NameNode HA - nn1, nn2 
Shutdown nn1
yarn.timeline.service.enabled true
Now all oozie jobs will go to PREP where one thread will keep on retrying to 
connect to nn1 node and other threads waiting to lock the object.
{code}


> Oozie Server hangs when there is a user job has wrong namenode address 
> -----------------------------------------------------------------------
>
>                 Key: OOZIE-2887
>                 URL: https://issues.apache.org/jira/browse/OOZIE-2887
>             Project: Oozie
>          Issue Type: Bug
>          Components: core
>    Affects Versions: 4.3.0
>            Reporter: Prabhu Joseph
>            Priority: Critical
>
> All the oozie jobs goes to PREP state when a user job tries to connect to 
> wrong namenode address by mistake. Analyzing the jstack, all the threads 
> which tries to submit job waiting to lock "java.util.ServiceLoader"
> {code}
> "pool-2-thread-19" #47 prio=5 os_prio=0 tid=0x00007f8c08734000 nid=0xb468 
> waiting for monitor entry [0x00007f8bf207a000]
>    java.lang.Thread.State: BLOCKED (on object monitor)
>         at org.apache.hadoop.mapreduce.Cluster.initialize(Cluster.java:89)
>         - waiting to lock <0x0000000081b29098> (a java.util.ServiceLoader)
>         at org.apache.hadoop.mapreduce.Cluster.<init>(Cluster.java:82)
>         at org.apache.hadoop.mapreduce.Cluster.<init>(Cluster.java:75)
>         at org.apache.hadoop.mapreduce.Job$9.run(Job.java:1260)
>         at org.apache.hadoop.mapreduce.Job$9.run(Job.java:1256)
>         at java.security.AccessController.doPrivileged(Native Method)
>         at javax.security.auth.Subject.doAs(Subject.java:422)
>         at 
> org.apache.hadoop.security.UserGroupInformation.doAs(UserGroupInformation.java:1724)
>         at org.apache.hadoop.mapreduce.Job.connect(Job.java:1255)
>         - locked <0x0000000082fd6b30> (a org.apache.hadoop.mapreduce.Job)
>         at org.apache.hadoop.mapreduce.Job.submit(Job.java:1284)
>         at org.apache.hadoop.mapred.JobClient$1.run(JobClient.java:575)
>         at org.apache.hadoop.mapred.JobClient$1.run(JobClient.java:570)

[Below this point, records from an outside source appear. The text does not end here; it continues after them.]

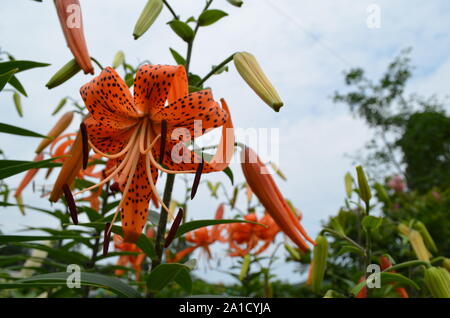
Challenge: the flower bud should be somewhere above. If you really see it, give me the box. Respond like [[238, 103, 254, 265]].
[[133, 0, 163, 40], [14, 194, 25, 215], [373, 182, 391, 203], [233, 52, 283, 112], [35, 112, 73, 154], [408, 230, 430, 262], [414, 221, 438, 253], [13, 92, 23, 117], [239, 254, 250, 281], [284, 243, 301, 261], [112, 51, 125, 68], [45, 59, 81, 89], [442, 258, 450, 272], [356, 166, 372, 205], [52, 98, 67, 116], [425, 267, 450, 298], [311, 235, 328, 294], [397, 223, 410, 236]]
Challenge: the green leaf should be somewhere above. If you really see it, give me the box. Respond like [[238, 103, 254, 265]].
[[330, 218, 345, 237], [0, 235, 86, 244], [0, 60, 50, 74], [0, 157, 61, 180], [0, 68, 19, 91], [9, 75, 28, 97], [198, 9, 228, 26], [169, 20, 195, 42], [350, 272, 420, 296], [0, 123, 48, 138], [227, 0, 244, 8], [223, 167, 234, 185], [362, 215, 383, 230], [175, 219, 266, 238], [175, 268, 192, 294], [169, 48, 186, 65], [16, 272, 141, 298], [147, 263, 189, 292]]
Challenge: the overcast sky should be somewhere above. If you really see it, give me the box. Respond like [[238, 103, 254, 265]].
[[0, 0, 450, 281]]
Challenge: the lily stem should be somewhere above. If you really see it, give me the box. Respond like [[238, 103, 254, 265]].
[[163, 0, 179, 20]]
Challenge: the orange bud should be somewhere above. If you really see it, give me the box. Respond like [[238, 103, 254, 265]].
[[241, 147, 315, 251]]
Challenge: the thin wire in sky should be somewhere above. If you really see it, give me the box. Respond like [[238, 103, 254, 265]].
[[265, 0, 353, 67]]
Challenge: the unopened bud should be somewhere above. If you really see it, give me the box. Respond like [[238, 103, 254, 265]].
[[233, 52, 283, 112], [356, 166, 372, 205], [425, 267, 450, 298], [239, 254, 250, 281], [284, 243, 301, 261], [35, 112, 73, 154], [311, 235, 328, 293], [45, 59, 81, 89], [133, 0, 163, 40], [112, 51, 125, 68], [408, 230, 430, 262], [414, 221, 438, 253], [13, 92, 23, 117]]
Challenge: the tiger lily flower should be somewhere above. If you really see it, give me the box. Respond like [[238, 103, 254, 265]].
[[228, 213, 281, 257], [114, 228, 154, 281], [241, 147, 315, 251], [168, 204, 224, 263], [74, 65, 234, 243], [55, 0, 94, 74]]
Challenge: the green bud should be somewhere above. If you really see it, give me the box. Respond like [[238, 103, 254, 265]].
[[52, 98, 67, 116], [344, 172, 353, 198], [373, 182, 391, 203], [311, 235, 328, 294], [112, 51, 125, 68], [413, 221, 438, 253], [284, 243, 301, 261], [239, 254, 250, 281], [233, 52, 283, 112], [13, 92, 23, 117], [133, 0, 163, 40], [356, 166, 372, 205], [45, 59, 81, 89], [227, 0, 244, 8], [425, 267, 450, 298]]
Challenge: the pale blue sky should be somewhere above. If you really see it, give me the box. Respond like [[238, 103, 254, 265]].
[[0, 0, 450, 281]]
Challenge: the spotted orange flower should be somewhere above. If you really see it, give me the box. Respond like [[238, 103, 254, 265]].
[[168, 204, 224, 263], [72, 65, 234, 243]]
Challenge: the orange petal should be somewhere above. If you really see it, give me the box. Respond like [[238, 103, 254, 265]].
[[80, 67, 140, 126], [152, 90, 228, 138], [134, 64, 188, 115], [14, 153, 44, 198], [84, 116, 134, 154]]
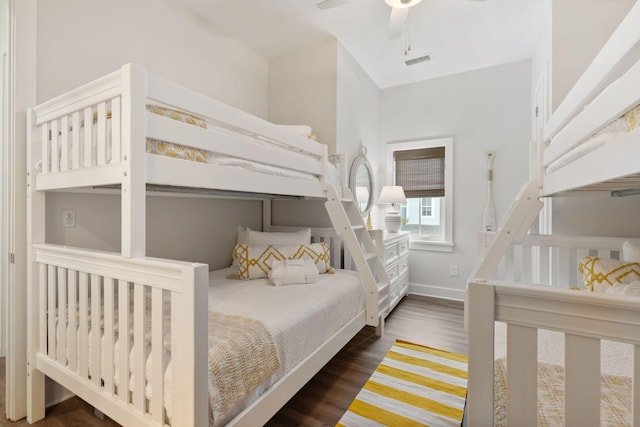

>         at java.security.AccessController.doPrivileged(Native Method)
>         at javax.security.auth.Subject.doAs(Subject.java:422)
>         at 
> org.apache.hadoop.security.UserGroupInformation.doAs(UserGroupInformation.java:1724)
>         at 
> org.apache.hadoop.mapred.JobClient.submitJobInternal(JobClient.java:570)
>         at org.apache.hadoop.mapred.JobClient.submitJob(JobClient.java:561)
>         at 
> org.apache.oozie.action.hadoop.JavaActionExecutor.submitLauncher(JavaActionExecutor.java:1187)
>         at 
> org.apache.oozie.action.hadoop.JavaActionExecutor.start(JavaActionExecutor.java:1373)
>         at 
> org.apache.oozie.command.wf.ActionStartXCommand.execute(ActionStartXCommand.java:232)
>         at 
> org.apache.oozie.command.wf.ActionStartXCommand.execute(ActionStartXCommand.java:63)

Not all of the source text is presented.